Grit and oyster shell are both necessary in order to maintain egg production. Oyster shell supplies the calcium for the eggs' shells, and the grit does the same job in digestion as our teeth do. When supplies of either oyster shell or grit drop, so drops the rate of production. While we speak of the oyster shell, it is very important to note that when the birds are not receiving enough of the appropriate vitamins, the calcium will not be absorbed into the body. (Another argument for the vitamin supplements.)

The Winter Coop

There are three main factors involved with the insulation of a chicken coop for wintering hens:

1. quality/amount of insulation
2. number of birds per cubic unit of air per bird
3. supplementary heat source(s)

In the "factory" egg barns, the density of chickens per cubic unit of air is very high, because of the vertical "layers of layers", so to speak. If the birds are stacked higher, a farmer can increase the number of birds per unit of air volume. It must be said, as well, that the large commercial farms have gone much too far with the efficient use of space. They, in nearly all climates, do not need significant insulation in their barns, because the birds' body heat, collectively, is sufficient to maintain good temperatures in the barn. In fact, I've heard that most barns still require cooling systems in winter to keep the birds cool.

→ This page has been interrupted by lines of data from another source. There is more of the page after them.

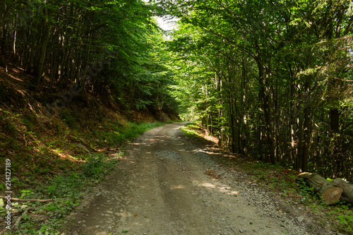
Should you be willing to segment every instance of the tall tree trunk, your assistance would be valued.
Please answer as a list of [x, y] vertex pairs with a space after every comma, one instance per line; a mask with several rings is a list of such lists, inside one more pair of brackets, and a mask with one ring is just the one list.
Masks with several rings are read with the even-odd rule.
[[273, 150], [273, 139], [272, 136], [273, 125], [270, 109], [270, 94], [268, 91], [266, 90], [267, 89], [269, 89], [268, 84], [268, 76], [269, 74], [269, 71], [268, 68], [265, 68], [262, 64], [259, 59], [257, 59], [257, 62], [258, 67], [258, 81], [260, 85], [259, 98], [261, 102], [263, 116], [265, 119], [265, 138], [268, 147], [268, 155], [270, 156], [270, 159], [268, 160], [269, 160], [271, 163], [275, 164], [275, 157]]

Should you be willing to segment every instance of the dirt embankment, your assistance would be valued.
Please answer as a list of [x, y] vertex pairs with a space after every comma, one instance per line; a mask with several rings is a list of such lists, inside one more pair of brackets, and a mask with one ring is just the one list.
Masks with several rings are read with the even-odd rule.
[[[66, 234], [337, 234], [220, 167], [222, 151], [172, 123], [146, 132]], [[206, 175], [213, 171], [220, 177]]]

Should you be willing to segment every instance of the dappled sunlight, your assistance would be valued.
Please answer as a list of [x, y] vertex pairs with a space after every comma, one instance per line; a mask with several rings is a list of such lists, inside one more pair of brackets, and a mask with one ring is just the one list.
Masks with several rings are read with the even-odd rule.
[[198, 185], [204, 188], [216, 188], [216, 186], [210, 183], [202, 183]]
[[171, 189], [183, 189], [183, 188], [185, 188], [185, 186], [184, 185], [181, 185], [179, 184], [179, 186], [173, 186], [173, 187], [170, 187]]

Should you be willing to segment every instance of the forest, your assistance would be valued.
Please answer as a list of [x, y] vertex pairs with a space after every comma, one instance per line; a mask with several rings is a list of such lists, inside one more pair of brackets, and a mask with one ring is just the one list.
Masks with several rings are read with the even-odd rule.
[[[0, 66], [61, 94], [44, 97], [50, 113], [84, 90], [200, 121], [254, 160], [352, 179], [352, 4], [4, 0]], [[155, 16], [178, 19], [167, 37]]]
[[0, 165], [52, 219], [14, 226], [56, 234], [125, 144], [179, 119], [254, 170], [353, 181], [352, 48], [350, 0], [1, 0]]

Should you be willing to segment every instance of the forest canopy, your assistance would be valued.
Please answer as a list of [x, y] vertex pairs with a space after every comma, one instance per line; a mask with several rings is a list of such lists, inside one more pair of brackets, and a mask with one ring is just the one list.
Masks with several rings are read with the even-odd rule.
[[[19, 61], [32, 90], [177, 110], [234, 153], [352, 180], [352, 14], [349, 0], [2, 0], [0, 66]], [[165, 37], [155, 16], [177, 28]]]
[[156, 1], [176, 97], [233, 152], [352, 179], [353, 3]]

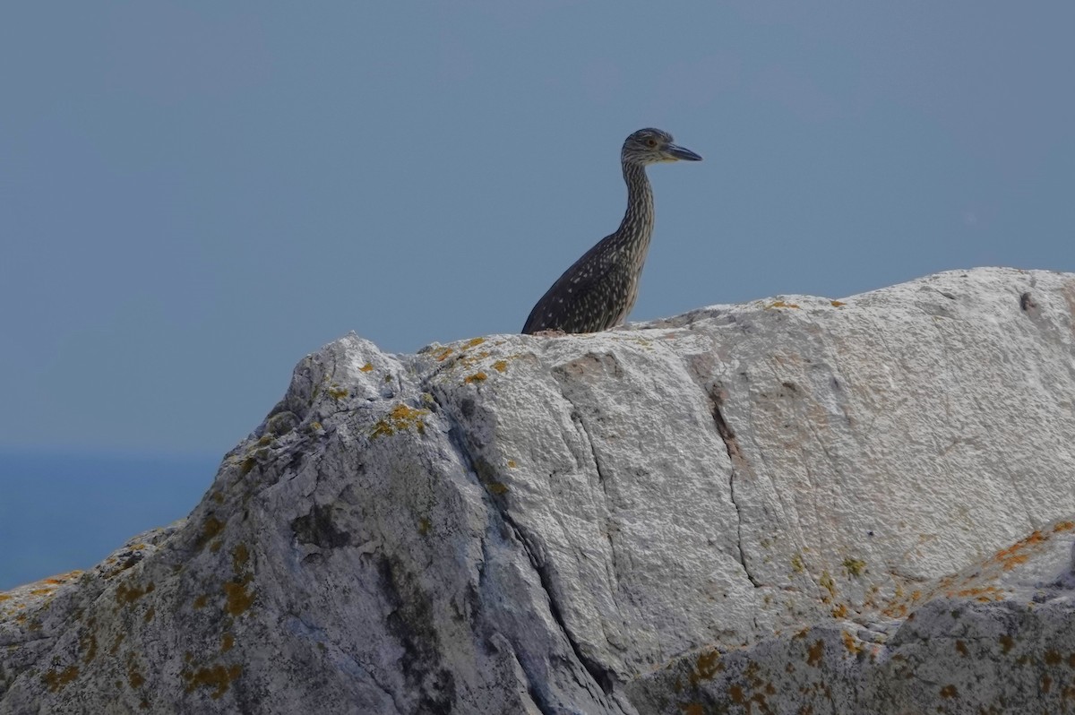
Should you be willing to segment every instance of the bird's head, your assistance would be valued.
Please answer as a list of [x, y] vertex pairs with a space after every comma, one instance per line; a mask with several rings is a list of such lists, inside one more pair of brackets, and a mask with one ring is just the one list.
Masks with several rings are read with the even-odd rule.
[[621, 154], [627, 163], [646, 165], [659, 161], [701, 161], [690, 149], [672, 143], [672, 134], [660, 129], [640, 129], [624, 142]]

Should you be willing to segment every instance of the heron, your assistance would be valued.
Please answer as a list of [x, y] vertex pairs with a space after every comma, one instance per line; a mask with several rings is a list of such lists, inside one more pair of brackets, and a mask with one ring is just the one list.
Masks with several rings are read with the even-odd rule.
[[654, 234], [654, 191], [646, 167], [662, 161], [701, 161], [660, 129], [640, 129], [624, 142], [620, 163], [627, 213], [615, 233], [601, 239], [530, 311], [525, 334], [600, 332], [620, 325], [639, 297], [639, 278]]

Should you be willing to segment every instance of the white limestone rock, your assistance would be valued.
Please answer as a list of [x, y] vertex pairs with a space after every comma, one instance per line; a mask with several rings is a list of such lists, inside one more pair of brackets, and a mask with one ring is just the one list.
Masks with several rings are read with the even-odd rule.
[[0, 596], [0, 713], [1064, 712], [1073, 313], [977, 269], [348, 335], [188, 519]]

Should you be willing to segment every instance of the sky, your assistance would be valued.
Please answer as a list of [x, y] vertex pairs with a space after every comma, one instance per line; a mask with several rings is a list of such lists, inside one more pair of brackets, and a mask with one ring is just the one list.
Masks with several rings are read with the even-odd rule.
[[350, 330], [517, 332], [647, 126], [705, 160], [649, 170], [633, 320], [1075, 271], [1073, 29], [1071, 0], [3, 3], [0, 448], [219, 458]]

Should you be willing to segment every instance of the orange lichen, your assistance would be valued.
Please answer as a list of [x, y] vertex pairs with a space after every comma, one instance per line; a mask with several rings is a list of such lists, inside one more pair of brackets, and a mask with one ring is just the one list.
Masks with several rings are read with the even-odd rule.
[[41, 682], [47, 685], [49, 690], [56, 692], [76, 677], [78, 677], [78, 667], [70, 666], [59, 673], [55, 670], [48, 671], [41, 676]]
[[719, 673], [723, 669], [725, 664], [720, 662], [720, 652], [710, 650], [698, 656], [698, 660], [694, 661], [694, 668], [690, 671], [687, 680], [690, 681], [692, 686], [697, 686], [700, 681], [712, 680], [716, 673]]
[[214, 687], [216, 689], [210, 693], [210, 697], [213, 700], [219, 700], [231, 687], [231, 684], [242, 674], [242, 666], [225, 668], [224, 666], [216, 664], [213, 668], [199, 668], [194, 673], [184, 672], [183, 677], [187, 682], [187, 692], [194, 691], [197, 687]]
[[841, 631], [840, 639], [844, 642], [844, 647], [847, 648], [847, 652], [850, 653], [851, 655], [857, 656], [860, 653], [862, 653], [862, 646], [860, 646], [856, 642], [855, 637], [852, 637], [847, 631]]
[[228, 597], [225, 611], [232, 616], [241, 615], [254, 603], [254, 594], [246, 590], [246, 584], [249, 582], [250, 576], [246, 576], [242, 581], [229, 581], [224, 585], [225, 596]]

Though not going to the same extent, small farmers can make use of the vertical integration approach of stacking chickens in the coop, which in theory would allow for more birds in a smaller coop. Instead of using rows upon rows of cages to enact this policy, small farmers may use what could be called vertical architecture which might include perches, ramps, nests, and any other items, as long as they are somehow suspended above the floor. Call it the Jetsons' coop, where all the chicks live in the air!

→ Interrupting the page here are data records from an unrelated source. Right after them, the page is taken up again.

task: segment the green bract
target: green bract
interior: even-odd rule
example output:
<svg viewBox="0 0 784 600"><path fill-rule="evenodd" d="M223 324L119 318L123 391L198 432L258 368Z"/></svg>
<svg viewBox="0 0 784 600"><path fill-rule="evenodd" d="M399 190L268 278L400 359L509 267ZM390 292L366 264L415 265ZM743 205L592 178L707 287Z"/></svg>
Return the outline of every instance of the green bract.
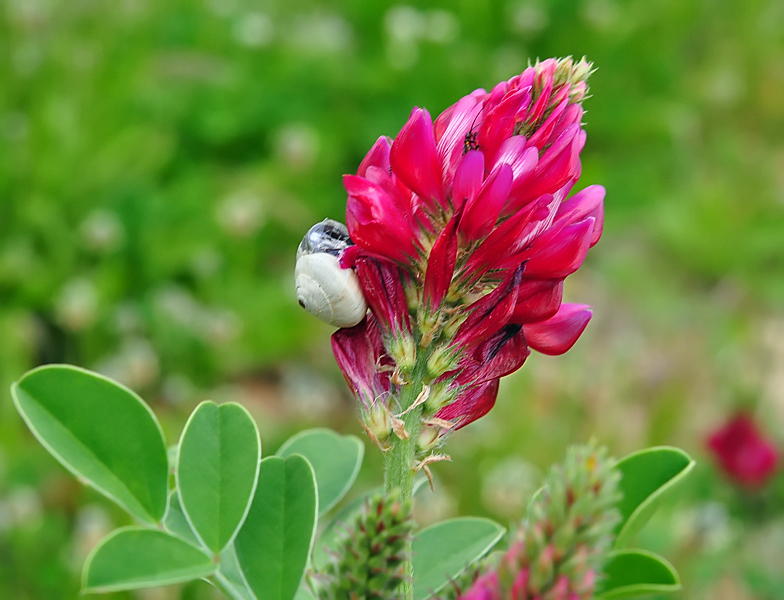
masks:
<svg viewBox="0 0 784 600"><path fill-rule="evenodd" d="M623 498L618 504L621 522L616 528L616 548L628 545L694 465L683 450L667 446L646 448L618 461Z"/></svg>
<svg viewBox="0 0 784 600"><path fill-rule="evenodd" d="M234 540L242 574L258 600L291 600L316 532L318 498L313 468L302 456L261 462L259 483Z"/></svg>
<svg viewBox="0 0 784 600"><path fill-rule="evenodd" d="M109 534L84 565L85 592L168 585L207 577L216 565L203 551L165 531L128 527Z"/></svg>
<svg viewBox="0 0 784 600"><path fill-rule="evenodd" d="M301 454L316 473L319 514L324 514L346 495L359 468L365 446L353 435L338 435L329 429L308 429L289 438L277 451L278 456Z"/></svg>
<svg viewBox="0 0 784 600"><path fill-rule="evenodd" d="M416 534L414 599L425 600L479 560L506 529L490 519L460 517L431 525Z"/></svg>

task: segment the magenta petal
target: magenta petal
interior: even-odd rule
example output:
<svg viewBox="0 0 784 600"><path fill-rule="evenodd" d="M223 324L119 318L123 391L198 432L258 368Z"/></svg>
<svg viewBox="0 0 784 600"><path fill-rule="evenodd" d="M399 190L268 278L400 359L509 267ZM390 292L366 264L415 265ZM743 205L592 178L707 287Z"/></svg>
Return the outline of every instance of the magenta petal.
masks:
<svg viewBox="0 0 784 600"><path fill-rule="evenodd" d="M521 252L531 240L550 226L556 210L556 199L547 195L515 212L496 227L473 252L466 271L478 278L492 268L499 268L506 258ZM523 260L525 258L517 257L508 268L516 267Z"/></svg>
<svg viewBox="0 0 784 600"><path fill-rule="evenodd" d="M562 304L551 319L523 325L525 338L531 348L542 354L563 354L574 346L592 314L585 304Z"/></svg>
<svg viewBox="0 0 784 600"><path fill-rule="evenodd" d="M357 175L360 177L364 177L368 167L379 167L386 172L389 172L389 148L392 145L392 141L385 135L382 135L376 143L373 144L373 147L368 151L365 155L365 158L362 159L362 162L359 163L359 169L357 169Z"/></svg>
<svg viewBox="0 0 784 600"><path fill-rule="evenodd" d="M558 230L551 227L537 237L520 256L526 278L562 279L574 273L585 260L591 243L593 217Z"/></svg>
<svg viewBox="0 0 784 600"><path fill-rule="evenodd" d="M392 171L431 209L445 208L441 165L430 114L415 108L392 142L389 160Z"/></svg>
<svg viewBox="0 0 784 600"><path fill-rule="evenodd" d="M542 123L536 129L536 131L531 135L531 138L528 140L532 146L536 146L537 148L544 148L545 145L551 141L550 135L553 133L555 126L558 124L561 116L564 114L568 104L569 99L565 98L558 106L553 109L553 111L544 120L544 123Z"/></svg>
<svg viewBox="0 0 784 600"><path fill-rule="evenodd" d="M435 311L449 291L452 276L455 273L457 259L457 235L455 230L460 223L461 211L458 211L439 234L427 261L425 271L424 301L425 305Z"/></svg>
<svg viewBox="0 0 784 600"><path fill-rule="evenodd" d="M517 302L522 272L522 266L518 267L492 292L469 306L471 314L455 335L458 346L475 347L506 324Z"/></svg>
<svg viewBox="0 0 784 600"><path fill-rule="evenodd" d="M512 168L498 165L485 181L479 194L466 202L460 222L460 236L467 242L486 237L495 226L501 207L512 189Z"/></svg>
<svg viewBox="0 0 784 600"><path fill-rule="evenodd" d="M359 325L333 333L332 351L346 382L366 408L390 390L389 373L379 369L390 361L372 315Z"/></svg>
<svg viewBox="0 0 784 600"><path fill-rule="evenodd" d="M558 208L556 220L564 219L567 223L577 223L586 217L593 217L594 224L591 231L591 246L599 241L604 226L604 187L590 185L577 192Z"/></svg>
<svg viewBox="0 0 784 600"><path fill-rule="evenodd" d="M457 165L452 184L452 204L460 209L467 201L473 200L482 188L485 177L485 155L479 150L466 152Z"/></svg>
<svg viewBox="0 0 784 600"><path fill-rule="evenodd" d="M410 332L400 269L392 262L360 257L356 261L362 293L379 324L393 337Z"/></svg>
<svg viewBox="0 0 784 600"><path fill-rule="evenodd" d="M510 323L534 323L555 316L563 300L563 281L544 283L547 287L525 300L520 300L518 292L517 305L509 318Z"/></svg>
<svg viewBox="0 0 784 600"><path fill-rule="evenodd" d="M461 391L452 404L436 413L436 417L448 421L458 419L455 430L460 429L490 412L497 396L498 379L491 379Z"/></svg>

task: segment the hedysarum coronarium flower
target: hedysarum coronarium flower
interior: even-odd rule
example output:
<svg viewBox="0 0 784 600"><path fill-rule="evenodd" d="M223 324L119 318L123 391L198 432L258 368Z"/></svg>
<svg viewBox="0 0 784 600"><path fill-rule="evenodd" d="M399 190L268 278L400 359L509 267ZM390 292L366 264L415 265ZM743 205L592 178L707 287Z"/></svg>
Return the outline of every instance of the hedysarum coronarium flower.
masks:
<svg viewBox="0 0 784 600"><path fill-rule="evenodd" d="M778 470L778 449L746 413L734 415L707 442L722 470L743 487L762 487Z"/></svg>
<svg viewBox="0 0 784 600"><path fill-rule="evenodd" d="M356 269L373 318L333 346L365 412L408 409L391 402L415 383L421 425L442 436L484 415L532 349L562 354L585 329L590 308L562 296L602 232L603 187L567 198L590 72L549 59L435 121L415 108L344 177L355 246L341 265Z"/></svg>

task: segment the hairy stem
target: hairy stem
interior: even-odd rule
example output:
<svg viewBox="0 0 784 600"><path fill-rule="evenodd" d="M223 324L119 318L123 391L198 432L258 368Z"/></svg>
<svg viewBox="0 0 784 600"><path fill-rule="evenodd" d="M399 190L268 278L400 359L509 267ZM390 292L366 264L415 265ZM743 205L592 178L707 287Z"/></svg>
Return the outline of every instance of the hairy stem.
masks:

Floor Housing Method which leaves a great amount of space wasted. (Brown ovals represent chickens.)

 

Vertical Integration using perches, ramps, shelves, and other structures to maximize the use of the coop, keeping it warmer in winter. The number of birds in this coop is exaggerated to some degree to illustrate the difference between floor housing and vertical integration.

Another good idea for the hen house which I have not yet tried, is to install a false "expanded-metal" or screen floor that is strong enough for me to walk on, yet has large enough holes to enable the dropping of fecal matter through to the real floor, below. Like the vertical architecture mentioned earlier, this false floor would be raised above the floor by one or two feet. If the birds do not walk on their manure and bedding, it will not become compacted, which would make it very easy to remove in the spring. Imagine: the cleaning of the coop as easy as a broom and an open door.

Nests

I have used roll-away nests (see side-view diagram above) for my layers, because they allow the eggs to be removed from the sight of the fiendish chickens that like to peck or eat the eggs. This is one of the areas in which the hens are very quick learners; if they eat an egg once, they'll likely try again - so don't let them start. Collect the eggs regularly and keep the nests in a darkened area to help prevent this behaviour from starting. Roll-away nests, when used correctly, can help eliminate losses of eggs to cannibalism. Some companies claim that the roll-away nests will pay for themselves within one or two years. Maybe so.

Conclusion

Keeping hens through a cold winter is not for everyone. I can't stand it, up here, for example, where 40 degrees (Fahrenheit and Celsius) below is not an occasion at all. This means that it has been a struggle to keep the birds nice and cozy, resulting in low production through the winter. If you have a nicer climate, though, wintering hens may be a very enjoyable experience.